HOLT: This type of granite is “hydrophobic” – it resists water. That means it will absorb very little of the melt-water layer at the surface. Absorption could reduce the lubrication helping the stone glide toward the house. As the curling stone approaches the target, there's a good chance another team's stone is in the way. When the stones collide, another wonder of physics takes place: momentum exchange.

Dr. GEORGE TUTHILL (Plymouth State University): When you see the collision of two curling stones you’re seeing the transfer of kinetic energy between them and you’re also seeing the transfer of momentum, the product of mass and velocity between them.

HOLT: Well, there you have it: the basic physics of curling. From the hack to the house, from the coefficient of friction to the transfer of kinetic energy, curling is a sport that attracts the crowds and delivers excitement with a bump.

Friday, February 19, 2010

Five Things to Know about Curling


VANCOUVER (AP) -- Sweeping. Broomstacking. The hog line.

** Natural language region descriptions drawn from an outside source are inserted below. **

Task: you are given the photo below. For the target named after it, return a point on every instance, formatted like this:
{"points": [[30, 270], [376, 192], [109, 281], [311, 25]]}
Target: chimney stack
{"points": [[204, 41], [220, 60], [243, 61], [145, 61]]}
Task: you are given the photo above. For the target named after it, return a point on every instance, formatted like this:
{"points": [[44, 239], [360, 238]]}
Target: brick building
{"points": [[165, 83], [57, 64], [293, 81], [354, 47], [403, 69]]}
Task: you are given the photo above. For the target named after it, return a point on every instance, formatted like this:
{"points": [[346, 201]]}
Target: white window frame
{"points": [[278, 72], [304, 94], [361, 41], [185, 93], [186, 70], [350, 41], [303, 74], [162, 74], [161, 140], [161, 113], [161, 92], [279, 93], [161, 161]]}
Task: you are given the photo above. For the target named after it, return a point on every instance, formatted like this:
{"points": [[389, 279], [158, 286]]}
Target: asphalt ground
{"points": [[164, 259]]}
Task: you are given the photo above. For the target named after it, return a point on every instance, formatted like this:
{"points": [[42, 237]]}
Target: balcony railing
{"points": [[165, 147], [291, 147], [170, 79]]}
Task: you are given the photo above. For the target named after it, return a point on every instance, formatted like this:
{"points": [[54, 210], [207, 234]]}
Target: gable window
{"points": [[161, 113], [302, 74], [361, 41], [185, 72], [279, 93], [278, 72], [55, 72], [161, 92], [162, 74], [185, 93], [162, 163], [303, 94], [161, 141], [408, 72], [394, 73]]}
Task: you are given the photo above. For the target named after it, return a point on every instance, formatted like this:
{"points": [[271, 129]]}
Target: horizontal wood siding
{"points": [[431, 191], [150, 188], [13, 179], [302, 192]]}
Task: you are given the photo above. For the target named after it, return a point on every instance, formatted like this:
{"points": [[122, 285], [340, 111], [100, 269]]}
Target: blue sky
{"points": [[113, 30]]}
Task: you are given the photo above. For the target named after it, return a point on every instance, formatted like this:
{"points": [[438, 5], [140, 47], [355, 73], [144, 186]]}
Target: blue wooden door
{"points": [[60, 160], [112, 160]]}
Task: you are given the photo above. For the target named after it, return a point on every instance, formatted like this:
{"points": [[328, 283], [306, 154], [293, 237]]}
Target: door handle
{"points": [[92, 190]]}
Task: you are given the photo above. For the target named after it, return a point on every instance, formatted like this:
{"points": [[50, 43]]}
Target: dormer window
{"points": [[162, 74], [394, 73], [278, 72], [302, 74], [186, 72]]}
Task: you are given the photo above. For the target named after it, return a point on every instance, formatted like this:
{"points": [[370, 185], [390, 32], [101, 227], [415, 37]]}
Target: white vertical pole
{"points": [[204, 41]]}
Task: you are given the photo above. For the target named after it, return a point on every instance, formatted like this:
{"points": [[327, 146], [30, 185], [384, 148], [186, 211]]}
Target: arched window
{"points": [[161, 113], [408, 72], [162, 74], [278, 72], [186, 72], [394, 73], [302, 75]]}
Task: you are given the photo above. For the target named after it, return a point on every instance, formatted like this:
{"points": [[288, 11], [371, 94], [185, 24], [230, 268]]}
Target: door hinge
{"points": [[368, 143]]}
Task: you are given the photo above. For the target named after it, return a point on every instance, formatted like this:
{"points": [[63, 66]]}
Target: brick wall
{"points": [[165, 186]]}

No, we're not talking about tidying up a pig pen. These are terms from curling, an ancient winter sport at the Vancouver Olympics.


Here are five things to know about curling:


1) The sport often is compared to shuffleboard on ice. The Olympians play 10 ends, or innings (yes, like baseball), and the team with the most points at the end wins.


2) After a 42-pound granite stone is sent sliding down the ice, two players use sweeping motions to control it _ to make it go faster or slower, or to change its direction, or "curl." The goal is to get the stone as close as possible to the center of a series of concentric circles.


3) Don't even think about knocking the curlers for not being athletes. Although curlers like to have fun, counting the social aspect of the sport as a big part of the experience they love, curlers around the world have taken their fitness to a new level in preparation for these games. They have personal trainers, high-intensity training camps, sports psychologists and more. The teams that don't work out hard off the ice are the ones that fall behind everybody else.


4) Behave yourself. This sport, dating to 15th-century Scotland, prides itself on a tradition of sportsmanship and good manners. The Chinese women didn't talk to the media after Sunday's practice in order to keep their focus, and it caused an uproar of sorts. On Monday, when they passed the media, they smiled and said "hi."


5) The terminology is foreign to say the least. There's broomstacking, the post-match ritual of heading to the lounge with the opponent for a friendly drink. (Traditionally, the winners buy the beers.) The "button" is the inner-most circle within the "house" _ the area the stone must cross into to be in play.


And don't forget the "hog line." That's the first far line the stone crosses just before reaching the house.